Carpenter Christopher R, Keim Samuel M, Seupaul Rawle A, Pines Jesse M
Washington University School of Medicine in St. Louis, St. Louis, Missouri, USA.
J Emerg Med. 2009 Apr;36(3):317-22. doi: 10.1016/j.jemermed.2008.06.017. Epub 2008 Dec 20.
Pulmonary embolism (PE) remains one of the most challenging diagnoses in emergency medicine. The Pulmonary Embolism Rule-out Criteria (PERC) score, a decision aid to reliably distinguish low-risk from very low-risk PE patients, has been derived and validated.
Can a subset of patients with sufficiently low risk for PE be identified who require no diagnostic testing?
The PERC score derivation and validation trials were located using PubMed and Web of Science. A critical appraisal of this research is presented.
One single-center and another multi-center validation trial both confirmed that the eight-item PERC score identified a very low-risk subset of patients in whom PE was clinically contemplated with a negative likelihood ratio 0.17 (95% confidence interval 0.11-0.25) in the larger trial. If applied, the rule would have identified 20% of potential PE patients as very low risk.

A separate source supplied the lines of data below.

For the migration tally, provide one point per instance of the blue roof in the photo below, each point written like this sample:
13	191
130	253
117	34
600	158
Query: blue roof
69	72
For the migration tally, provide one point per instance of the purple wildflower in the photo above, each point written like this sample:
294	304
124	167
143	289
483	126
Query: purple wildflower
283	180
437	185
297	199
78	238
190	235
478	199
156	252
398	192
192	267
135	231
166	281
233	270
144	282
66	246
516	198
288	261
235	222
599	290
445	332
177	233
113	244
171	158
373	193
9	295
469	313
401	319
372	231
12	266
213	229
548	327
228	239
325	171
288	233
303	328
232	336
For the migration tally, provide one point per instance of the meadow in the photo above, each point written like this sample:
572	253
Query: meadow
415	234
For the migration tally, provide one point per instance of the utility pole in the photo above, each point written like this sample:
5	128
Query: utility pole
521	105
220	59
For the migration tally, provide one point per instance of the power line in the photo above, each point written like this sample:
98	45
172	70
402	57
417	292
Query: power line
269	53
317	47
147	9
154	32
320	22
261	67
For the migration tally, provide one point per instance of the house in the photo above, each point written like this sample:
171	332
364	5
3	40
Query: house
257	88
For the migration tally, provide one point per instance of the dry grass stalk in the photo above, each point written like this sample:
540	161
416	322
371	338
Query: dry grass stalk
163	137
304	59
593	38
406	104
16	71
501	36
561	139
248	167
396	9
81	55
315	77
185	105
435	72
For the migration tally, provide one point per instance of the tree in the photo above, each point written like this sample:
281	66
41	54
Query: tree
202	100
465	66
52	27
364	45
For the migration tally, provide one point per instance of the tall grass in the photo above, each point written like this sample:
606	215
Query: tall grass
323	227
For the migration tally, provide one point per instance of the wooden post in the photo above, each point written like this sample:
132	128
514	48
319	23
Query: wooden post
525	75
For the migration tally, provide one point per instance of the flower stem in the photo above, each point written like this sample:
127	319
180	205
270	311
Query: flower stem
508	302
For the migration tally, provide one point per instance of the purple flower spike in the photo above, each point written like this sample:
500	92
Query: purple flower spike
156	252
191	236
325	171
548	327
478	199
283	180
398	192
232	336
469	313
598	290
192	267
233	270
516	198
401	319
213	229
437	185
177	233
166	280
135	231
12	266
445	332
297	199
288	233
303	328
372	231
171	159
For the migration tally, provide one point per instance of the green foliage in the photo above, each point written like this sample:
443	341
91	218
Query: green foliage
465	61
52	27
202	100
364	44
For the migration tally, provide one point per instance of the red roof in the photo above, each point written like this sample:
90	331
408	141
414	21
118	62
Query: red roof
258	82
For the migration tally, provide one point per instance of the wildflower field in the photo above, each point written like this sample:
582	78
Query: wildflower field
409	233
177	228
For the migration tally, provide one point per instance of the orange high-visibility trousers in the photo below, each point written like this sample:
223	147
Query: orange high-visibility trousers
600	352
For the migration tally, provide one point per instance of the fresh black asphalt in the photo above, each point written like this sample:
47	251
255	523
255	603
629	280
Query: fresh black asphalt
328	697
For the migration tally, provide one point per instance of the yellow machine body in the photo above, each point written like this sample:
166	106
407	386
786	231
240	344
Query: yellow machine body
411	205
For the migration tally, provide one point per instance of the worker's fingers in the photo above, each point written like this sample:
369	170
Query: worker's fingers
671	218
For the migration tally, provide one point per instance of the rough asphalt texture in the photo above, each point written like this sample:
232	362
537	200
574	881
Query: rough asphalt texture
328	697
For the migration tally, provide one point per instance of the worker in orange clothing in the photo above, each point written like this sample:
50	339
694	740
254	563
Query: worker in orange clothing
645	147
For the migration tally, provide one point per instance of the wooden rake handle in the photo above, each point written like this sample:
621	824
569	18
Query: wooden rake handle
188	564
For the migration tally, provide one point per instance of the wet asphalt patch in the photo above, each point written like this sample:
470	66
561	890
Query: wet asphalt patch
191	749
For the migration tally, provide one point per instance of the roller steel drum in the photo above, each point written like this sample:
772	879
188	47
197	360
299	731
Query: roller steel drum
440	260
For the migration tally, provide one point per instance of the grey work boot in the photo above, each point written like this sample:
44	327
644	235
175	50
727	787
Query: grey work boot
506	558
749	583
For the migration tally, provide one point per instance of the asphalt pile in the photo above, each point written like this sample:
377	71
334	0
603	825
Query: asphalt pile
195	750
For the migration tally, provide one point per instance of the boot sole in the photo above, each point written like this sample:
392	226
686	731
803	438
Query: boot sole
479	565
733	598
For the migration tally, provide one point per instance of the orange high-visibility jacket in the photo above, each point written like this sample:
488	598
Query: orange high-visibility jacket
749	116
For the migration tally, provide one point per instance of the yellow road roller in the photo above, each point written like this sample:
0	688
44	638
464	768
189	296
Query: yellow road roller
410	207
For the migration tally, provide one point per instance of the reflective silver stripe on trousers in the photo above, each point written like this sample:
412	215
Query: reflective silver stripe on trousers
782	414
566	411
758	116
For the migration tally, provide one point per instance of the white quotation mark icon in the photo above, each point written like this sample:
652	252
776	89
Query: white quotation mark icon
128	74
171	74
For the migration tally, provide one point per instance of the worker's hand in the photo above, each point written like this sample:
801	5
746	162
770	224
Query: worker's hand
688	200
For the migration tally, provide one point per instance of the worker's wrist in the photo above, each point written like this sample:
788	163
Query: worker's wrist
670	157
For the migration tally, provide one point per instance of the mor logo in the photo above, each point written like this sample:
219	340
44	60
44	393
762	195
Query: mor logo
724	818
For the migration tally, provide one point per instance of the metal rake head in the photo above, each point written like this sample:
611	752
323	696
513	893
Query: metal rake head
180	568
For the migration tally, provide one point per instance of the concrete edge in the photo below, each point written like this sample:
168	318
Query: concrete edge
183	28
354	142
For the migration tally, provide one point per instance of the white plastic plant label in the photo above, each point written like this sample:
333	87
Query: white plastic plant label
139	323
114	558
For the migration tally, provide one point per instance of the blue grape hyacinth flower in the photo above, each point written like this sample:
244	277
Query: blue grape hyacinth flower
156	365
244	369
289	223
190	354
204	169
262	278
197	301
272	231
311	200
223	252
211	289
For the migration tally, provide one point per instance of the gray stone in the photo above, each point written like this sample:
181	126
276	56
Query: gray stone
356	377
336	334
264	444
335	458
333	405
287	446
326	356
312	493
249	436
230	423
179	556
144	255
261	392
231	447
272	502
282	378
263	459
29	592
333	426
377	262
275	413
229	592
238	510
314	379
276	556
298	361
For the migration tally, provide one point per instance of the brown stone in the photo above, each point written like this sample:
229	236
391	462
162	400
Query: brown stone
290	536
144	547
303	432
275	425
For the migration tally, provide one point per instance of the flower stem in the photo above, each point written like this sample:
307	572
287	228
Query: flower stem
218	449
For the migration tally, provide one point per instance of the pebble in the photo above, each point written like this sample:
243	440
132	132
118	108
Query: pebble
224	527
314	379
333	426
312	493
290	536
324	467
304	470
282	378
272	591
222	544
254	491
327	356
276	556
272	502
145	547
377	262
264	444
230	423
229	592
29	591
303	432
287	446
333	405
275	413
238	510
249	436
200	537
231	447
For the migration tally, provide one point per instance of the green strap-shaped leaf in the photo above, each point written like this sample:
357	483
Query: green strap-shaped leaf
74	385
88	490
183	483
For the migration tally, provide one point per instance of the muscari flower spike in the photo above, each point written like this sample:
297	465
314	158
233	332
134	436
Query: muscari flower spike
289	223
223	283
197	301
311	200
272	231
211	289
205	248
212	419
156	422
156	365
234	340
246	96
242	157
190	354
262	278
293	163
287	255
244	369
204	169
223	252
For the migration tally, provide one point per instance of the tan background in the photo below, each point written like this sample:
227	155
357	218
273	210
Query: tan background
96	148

The PERC score provides clinicians with an easily remembered, validated clinical decision rule that allows physicians to forego diagnostic testing for pulmonary embolus in a very low-risk population.
肺栓塞(PE)仍然是急诊医学中最具挑战性的诊断之一。肺栓塞排除标准(PERC)评分作为一种可靠区分低风险和极低风险PE患者的决策辅助工具,已经得到推导和验证。
能否识别出一组PE风险足够低且无需进行诊断性检查的患者?
使用PubMed和科学网查找PERC评分的推导和验证试验。对该研究进行了批判性评价。
一项单中心和另一项多中心验证试验均证实,八项PERC评分识别出了一个极低风险的患者亚组,在较大规模的试验中,该亚组临床考虑PE的阴性似然比为0.17(95%置信区间0.11 - 0.25)。如果应用该规则,将有20%的潜在PE患者被识别为极低风险。
PERC评分为临床医生提供了一个易于记忆且经过验证的临床决策规则,使医生能够在极低风险人群中放弃对肺栓塞的诊断性检查。